On Tuesday night, the police arrested three suspects, two in a car on the A4 near The Hague, and one in East Amsterdam. Police Chief Frank Paauw has said one of the people arrested in the car could be the shooter, and one suspect has been released from custody. The Public Prosecution Service (OM) has set up a Large-Scale Investigation Team to look into the case.
De Vries' long career as a crime journalist
De Vries is a renowned journalist in the Netherlands. He has had a long and successful career as a crime reporter, but has also worked to help solve cold cases, such as the death of 11-year-old Nicky Verstappen, and operates as a counsellor to a key witness in the Marengo trial against Ridouan Taghi and sixteen co-defendants. In the past, he hosted the TV show Msdaadverslaggever ("Crime Reporter"), where he covered high profile criminal cases.
A few years ago, he testified against the Heineken Kidnapper Willem Holleeder when he was on trial for murder. In 2013, Holleeder was convicted of making threats against De Vries. In 2019, De Vries said he was on Taghi’s death list.

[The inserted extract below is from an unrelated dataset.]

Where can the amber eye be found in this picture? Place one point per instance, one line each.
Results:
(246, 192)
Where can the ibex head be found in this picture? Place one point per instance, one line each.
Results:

Dutch Prime Minister calls incident "an attack on free journalism"
On Tuesday, Prime Minister Mark Rutte expressed his condolences for De Vries and his loved ones, calling the “shocking and incomprehensible” incident “an attack on free journalism.” Dutch Justice Minister Ferdinand Grapperhaus said the attack “affects journalists and damages our society.” Both Rutte and Grapperhaus said they would do “everything in their power” to ensure that “justice takes its course.”
In a statement released by journalists’ union NVJ, secretary Thomas Bruning said the incident was “what journalists have feared all along.” Meanwhile, King Willem-Alexander and Queen Maxima said they were “deeply shocked” by the attack, calling it “an attack on the rule of law.”